Metadata-Version: 2.1
Name: apify_haystack
Version: 0.0.1a5
Summary: Apify-haystack integration
Home-page: https://apify.com
License: Apache-2.0
Keywords: apify,crawler,haystack,rag,scraper,scraping
Author: Apify Technologies s.r.o.
Author-email: support@apify.com
Requires-Python: >=3.9,<4.0
Classifier: Development Status :: 3 - Alpha
Classifier: Intended Audience :: Developers
Classifier: License :: OSI Approved :: Apache Software License
Classifier: Operating System :: OS Independent
Classifier: Programming Language :: Python :: 3
Classifier: Programming Language :: Python :: 3.9
Classifier: Programming Language :: Python :: 3.10
Classifier: Programming Language :: Python :: 3.11
Classifier: Programming Language :: Python :: 3.12
Classifier: Topic :: Software Development :: Libraries
Requires-Dist: apify-client (>=1.7.1,<2.0.0)
Requires-Dist: haystack-ai (>=2.3.1,<3.0.0)
Requires-Dist: python-dotenv (>=1.0.1,<2.0.0)
Project-URL: Changelog, https://github.com/apify/apify-haystack/blob/master/CHANGELOG.md
Project-URL: Documentation, https://github.com/apify/apify-haystack
Project-URL: Issue Tracker, https://github.com/apify/apify-haystack/issues
Project-URL: Repository, https://github.com/apify/apify-haystack
Description-Content-Type: text/markdown

# Apify-Haystack integration

The Apify-Haystack integration allows easy interaction between the Apify platform and Haystack.

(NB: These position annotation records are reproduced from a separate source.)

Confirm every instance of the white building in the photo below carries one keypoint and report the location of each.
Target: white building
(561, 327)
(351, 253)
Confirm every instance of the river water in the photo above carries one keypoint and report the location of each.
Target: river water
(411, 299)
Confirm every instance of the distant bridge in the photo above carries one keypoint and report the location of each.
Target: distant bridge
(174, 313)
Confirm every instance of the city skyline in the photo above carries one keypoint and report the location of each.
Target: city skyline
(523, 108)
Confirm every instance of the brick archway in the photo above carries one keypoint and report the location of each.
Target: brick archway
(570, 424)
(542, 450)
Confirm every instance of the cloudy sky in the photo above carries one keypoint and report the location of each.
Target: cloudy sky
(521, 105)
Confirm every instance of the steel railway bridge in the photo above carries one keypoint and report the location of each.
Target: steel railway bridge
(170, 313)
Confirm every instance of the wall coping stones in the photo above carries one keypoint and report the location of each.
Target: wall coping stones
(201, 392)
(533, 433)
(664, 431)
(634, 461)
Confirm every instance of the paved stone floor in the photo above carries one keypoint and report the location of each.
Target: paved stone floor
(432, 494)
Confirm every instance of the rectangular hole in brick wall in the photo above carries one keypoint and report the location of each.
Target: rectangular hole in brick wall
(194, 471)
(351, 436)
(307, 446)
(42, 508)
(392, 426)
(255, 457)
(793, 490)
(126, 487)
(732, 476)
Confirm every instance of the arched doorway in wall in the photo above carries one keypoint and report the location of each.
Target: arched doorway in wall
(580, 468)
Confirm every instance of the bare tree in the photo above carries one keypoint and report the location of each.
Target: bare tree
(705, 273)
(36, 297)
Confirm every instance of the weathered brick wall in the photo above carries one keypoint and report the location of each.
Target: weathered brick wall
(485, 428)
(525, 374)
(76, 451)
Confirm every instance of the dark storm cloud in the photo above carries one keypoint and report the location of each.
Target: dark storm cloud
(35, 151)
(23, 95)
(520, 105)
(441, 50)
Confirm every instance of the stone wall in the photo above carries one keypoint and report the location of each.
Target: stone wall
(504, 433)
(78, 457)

Apify is a platform for web scraping, data extraction, and web automation tasks.
It provides serverless applications called Actors for different tasks, like crawling websites, and scraping Facebook, Instagram, and Google results, etc.

Haystack offers an ecosystem of tools for building, managing, and deploying search engines and LLM applications.

## Installation

Apify-haystack is available as the [`apify-haystack`](https://pypi.org/project/apify-haystack/) PyPI package.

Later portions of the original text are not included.